Financial Times: Cyber insurers emerge as winners amid recent CrowdStrike IT outage

In July 2024, the world witnessed an unprecedented IT outage caused by a faulty update in software development industry. The incident affected numerous industries worldwide, grounding planes, disrupting medical appointments, and taking broadcasters off the air. Despite the chaos, the impact on the emerging cyber insurance sector remained limited, with most of the estimated $15 billion in damages left uninsured.
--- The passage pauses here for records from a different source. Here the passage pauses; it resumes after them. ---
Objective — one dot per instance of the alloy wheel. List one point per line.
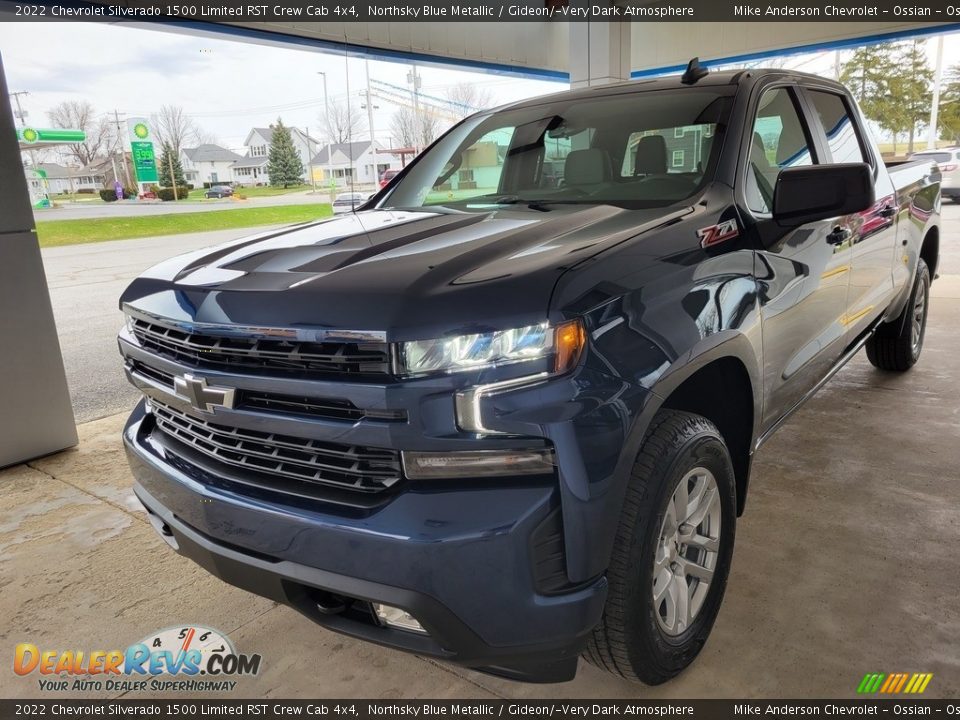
(687, 551)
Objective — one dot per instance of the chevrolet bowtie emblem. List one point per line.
(201, 396)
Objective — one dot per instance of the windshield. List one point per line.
(642, 149)
(936, 157)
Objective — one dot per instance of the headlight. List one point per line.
(485, 350)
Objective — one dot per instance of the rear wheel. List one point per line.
(672, 552)
(896, 345)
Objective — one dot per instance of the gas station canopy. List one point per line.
(37, 138)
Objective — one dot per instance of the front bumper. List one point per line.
(460, 560)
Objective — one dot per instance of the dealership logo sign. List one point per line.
(185, 652)
(894, 683)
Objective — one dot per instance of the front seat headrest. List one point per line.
(587, 167)
(651, 158)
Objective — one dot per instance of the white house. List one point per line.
(208, 165)
(252, 169)
(55, 179)
(353, 160)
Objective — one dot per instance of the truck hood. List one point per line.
(407, 273)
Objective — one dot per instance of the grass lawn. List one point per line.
(71, 232)
(64, 198)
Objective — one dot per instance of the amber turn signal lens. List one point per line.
(569, 341)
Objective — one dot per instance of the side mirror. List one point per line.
(817, 192)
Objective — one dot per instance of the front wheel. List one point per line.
(672, 552)
(896, 345)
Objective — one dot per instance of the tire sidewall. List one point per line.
(673, 654)
(922, 285)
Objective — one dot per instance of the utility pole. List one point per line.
(119, 149)
(326, 117)
(373, 137)
(20, 113)
(414, 79)
(935, 103)
(310, 152)
(21, 116)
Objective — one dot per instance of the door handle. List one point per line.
(839, 235)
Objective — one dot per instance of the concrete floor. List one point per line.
(844, 562)
(93, 208)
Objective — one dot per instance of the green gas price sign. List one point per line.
(144, 161)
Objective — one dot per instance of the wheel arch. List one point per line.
(930, 250)
(722, 392)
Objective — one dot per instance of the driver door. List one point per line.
(803, 278)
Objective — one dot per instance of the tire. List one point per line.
(633, 639)
(896, 345)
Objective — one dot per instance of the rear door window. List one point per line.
(843, 138)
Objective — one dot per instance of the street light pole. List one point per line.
(311, 151)
(373, 137)
(326, 117)
(414, 79)
(935, 104)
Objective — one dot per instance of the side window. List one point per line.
(780, 141)
(842, 136)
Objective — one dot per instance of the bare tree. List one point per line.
(177, 129)
(80, 115)
(343, 122)
(408, 130)
(466, 99)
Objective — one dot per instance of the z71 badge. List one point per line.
(716, 234)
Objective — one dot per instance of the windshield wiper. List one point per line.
(540, 204)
In the Financial Times article, experts argue that the outcome might have been different if the outage had lasted longer. Most cyber insurance policies have a delay of around eight hours before coverage begins, and the cause of the disruption was easier to rectify than a full-scale cyberattack. Risk retention strategies and policy limits also helped minimize insurers’ liabilities, with payouts expected to cover less than a fifth of the $5.4 billion in losses reported by Fortune 500 companies (excluding Microsoft), according to the insurer Parametrix.

However, looking ahead, insurers may not always be so fortunate. The cyber insurance market is one of the riskiest in the industry, with limited data available for accurate risk assessment. Surely though, the recent outage will provide valuable insights. For instance, while insurance can only partially address the growing cyber threat, the recent outage may drive increased demand for coverage. Even before the incident, risk managers were alarmed by cyber threats, as highlighted by the Allianz Risk Barometer. The widespread disruption caused by the so-called ‘blue screen of death’ has only strengthened this concern.